2.1. Der Antragsteller wendet sich dagegen, dass Beschäftigungszeiten bei einem Sozialversicherungsträger – hier: der AUVA – in verfassungswidriger Weise von der Aufzählung des §26 Abs2 leg.cit. nicht erfasst seien. Würde – wie dies der Antragsteller begehrt – in §26 Abs2 Z1 leg.cit. der Wortteil "Gemeinde" im Wort "Gemeindeverband" aufgehoben, so hätte dies zur Konsequenz, dass der Anwendungsbereich des §26 Abs2 VBG auf jegliche Entität auf welcher Rechtsgrundlage immer erweitert würde, die sich als Verband bezeichnet oder zumindest als "Verband" verstanden werden kann. Dies wäre aber ein vor dem Hintergrund der behaupteten Verfassungswidrigkeit weit überschießendes, einem positiven Akt der Gesetzgebung gleichkommendes Ergebnis.
2.2. Der Hauptantrag ist aus diesem Grund als unzulässig zurückzuweisen.
2.3. Der Antragsteller begehrt mit seinem Eventualantrag, hilfsweise denjenigen Teil in §26 Abs2 Z1 VBG aufzuheben, der auf das Wort "Dienstverhältnis" folgt.
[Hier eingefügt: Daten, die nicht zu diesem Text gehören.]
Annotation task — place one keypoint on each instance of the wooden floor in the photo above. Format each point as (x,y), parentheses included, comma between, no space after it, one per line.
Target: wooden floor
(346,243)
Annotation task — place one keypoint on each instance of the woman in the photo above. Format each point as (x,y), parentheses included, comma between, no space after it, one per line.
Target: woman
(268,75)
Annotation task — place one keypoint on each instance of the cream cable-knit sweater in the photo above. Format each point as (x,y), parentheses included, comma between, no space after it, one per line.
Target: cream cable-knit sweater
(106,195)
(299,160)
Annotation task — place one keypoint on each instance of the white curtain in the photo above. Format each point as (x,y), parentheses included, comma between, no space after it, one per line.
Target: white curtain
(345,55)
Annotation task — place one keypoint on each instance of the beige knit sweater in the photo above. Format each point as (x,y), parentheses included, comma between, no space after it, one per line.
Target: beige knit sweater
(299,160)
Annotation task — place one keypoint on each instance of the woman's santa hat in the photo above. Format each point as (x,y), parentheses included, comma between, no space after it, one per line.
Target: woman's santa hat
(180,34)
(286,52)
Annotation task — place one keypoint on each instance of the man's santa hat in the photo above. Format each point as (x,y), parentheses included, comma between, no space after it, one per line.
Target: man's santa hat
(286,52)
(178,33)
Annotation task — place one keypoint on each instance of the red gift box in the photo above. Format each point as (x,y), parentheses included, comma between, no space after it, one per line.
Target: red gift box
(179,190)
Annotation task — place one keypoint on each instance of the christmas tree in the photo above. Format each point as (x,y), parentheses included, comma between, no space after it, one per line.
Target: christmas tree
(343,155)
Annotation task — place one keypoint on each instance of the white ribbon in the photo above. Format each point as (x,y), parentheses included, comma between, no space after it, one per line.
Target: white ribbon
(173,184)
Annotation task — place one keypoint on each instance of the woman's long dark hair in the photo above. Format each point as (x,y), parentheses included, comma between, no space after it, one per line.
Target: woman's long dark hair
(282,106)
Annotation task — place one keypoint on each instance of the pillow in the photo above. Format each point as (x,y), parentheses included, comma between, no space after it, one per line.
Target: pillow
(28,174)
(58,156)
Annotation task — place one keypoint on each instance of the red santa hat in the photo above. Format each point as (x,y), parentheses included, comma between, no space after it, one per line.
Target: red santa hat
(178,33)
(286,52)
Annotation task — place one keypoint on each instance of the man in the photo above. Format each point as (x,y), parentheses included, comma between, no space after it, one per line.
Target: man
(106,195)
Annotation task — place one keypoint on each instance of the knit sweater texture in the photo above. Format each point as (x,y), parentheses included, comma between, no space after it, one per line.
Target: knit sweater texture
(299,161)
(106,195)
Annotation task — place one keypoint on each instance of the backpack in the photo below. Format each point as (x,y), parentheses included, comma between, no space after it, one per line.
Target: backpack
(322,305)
Diese Aufhebung hätte die zwingende Anrechnung von Dienstzeiten in jeglichem Dienstverhältnis zur Folge. Sie würde aber zugleich §26 Abs3 VBG in seinem Sinn insofern wesentlich verändern, als von der im Ermessen des Dienstgebers stehenden Anrechnung nach Abs3 (weil von der zwingenden Anrechnung in Abs2 Z1 bereits erfasst) Dienstverhältnisse zur Gänze ausgeschlossen wären. Eine Aufhebung nur der angegriffenen Wortfolge in §26 Abs2 Z1 VBG würde daher den Sinn der von der Aufhebung betroffenen Normen ebenfalls in einer Weise verändern, die einem Akt der Gesetzgebung gleichkäme.
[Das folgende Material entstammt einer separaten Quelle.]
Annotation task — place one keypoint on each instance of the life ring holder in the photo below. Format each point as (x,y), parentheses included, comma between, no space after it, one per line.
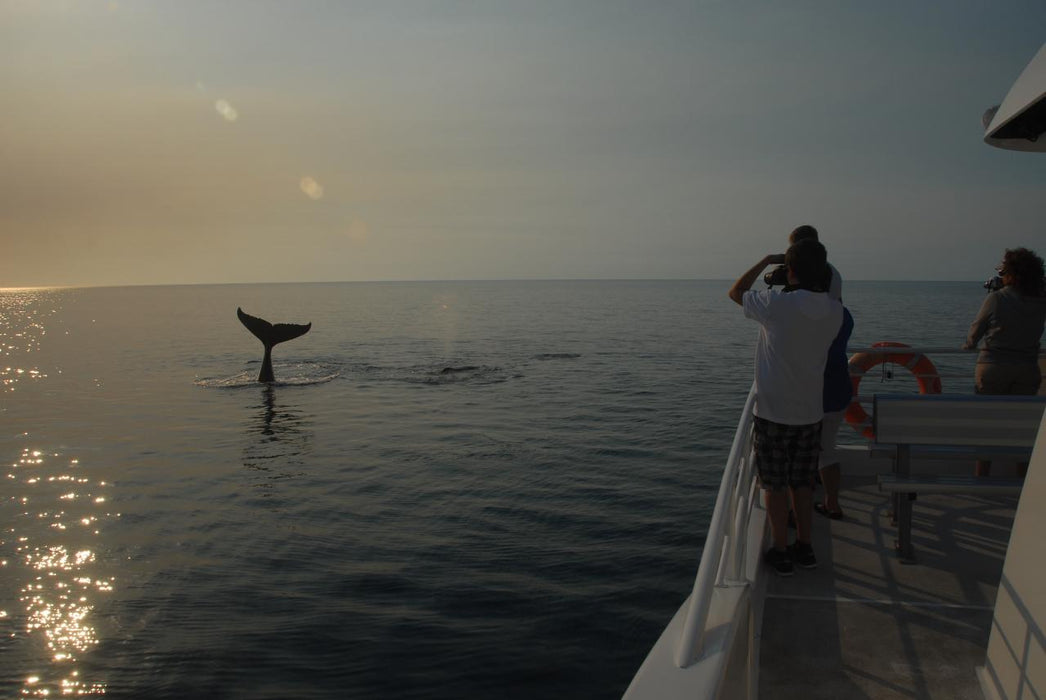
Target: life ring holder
(919,365)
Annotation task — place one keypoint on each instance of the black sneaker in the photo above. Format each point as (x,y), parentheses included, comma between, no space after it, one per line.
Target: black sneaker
(802,555)
(780,561)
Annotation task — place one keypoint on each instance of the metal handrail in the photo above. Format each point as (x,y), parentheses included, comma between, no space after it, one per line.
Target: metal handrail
(725,525)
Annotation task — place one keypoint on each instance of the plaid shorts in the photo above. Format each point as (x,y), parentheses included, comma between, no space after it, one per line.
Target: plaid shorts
(786,455)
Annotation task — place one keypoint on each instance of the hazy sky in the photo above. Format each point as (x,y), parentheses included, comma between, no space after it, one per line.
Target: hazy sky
(172,142)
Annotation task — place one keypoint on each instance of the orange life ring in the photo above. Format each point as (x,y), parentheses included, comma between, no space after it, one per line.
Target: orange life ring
(919,365)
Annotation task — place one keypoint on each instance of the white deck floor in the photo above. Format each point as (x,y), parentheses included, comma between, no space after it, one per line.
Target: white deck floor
(863,625)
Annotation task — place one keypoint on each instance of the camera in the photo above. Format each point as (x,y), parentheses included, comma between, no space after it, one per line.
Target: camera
(994,284)
(776,277)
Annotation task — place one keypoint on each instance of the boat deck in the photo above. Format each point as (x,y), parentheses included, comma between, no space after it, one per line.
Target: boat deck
(866,625)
2.4. Würde schließlich – wie ebenso vom Antragsteller in eventu begehrt – §26 Abs2 Z2 VBG, der auf Dienstverhältnisse zu Einrichtungen der Europäischen Union abzielt, als verfassungswidrig aufgehoben, so würde dies nichts daran ändern, dass Dienstzeiten bei der AUVA nicht als Vordienstzeiten anzurechnen sind. Die behauptete Verfassungswidrigkeit würde im Falle eines Erfolges der Anfechtung daher gar nicht beseitigt werden. Auch dieser Antrag ist somit als unzulässig zurückzuweisen.
V. Ergebnis
1. Die Anträge sind daher zurückzuweisen.
2. Diese Entscheidung konnte gemäß §19 Abs3 Z2 lite VfGG ohne mündliche Verhandlung in nichtöffentlicher Sitzung getroffen werden.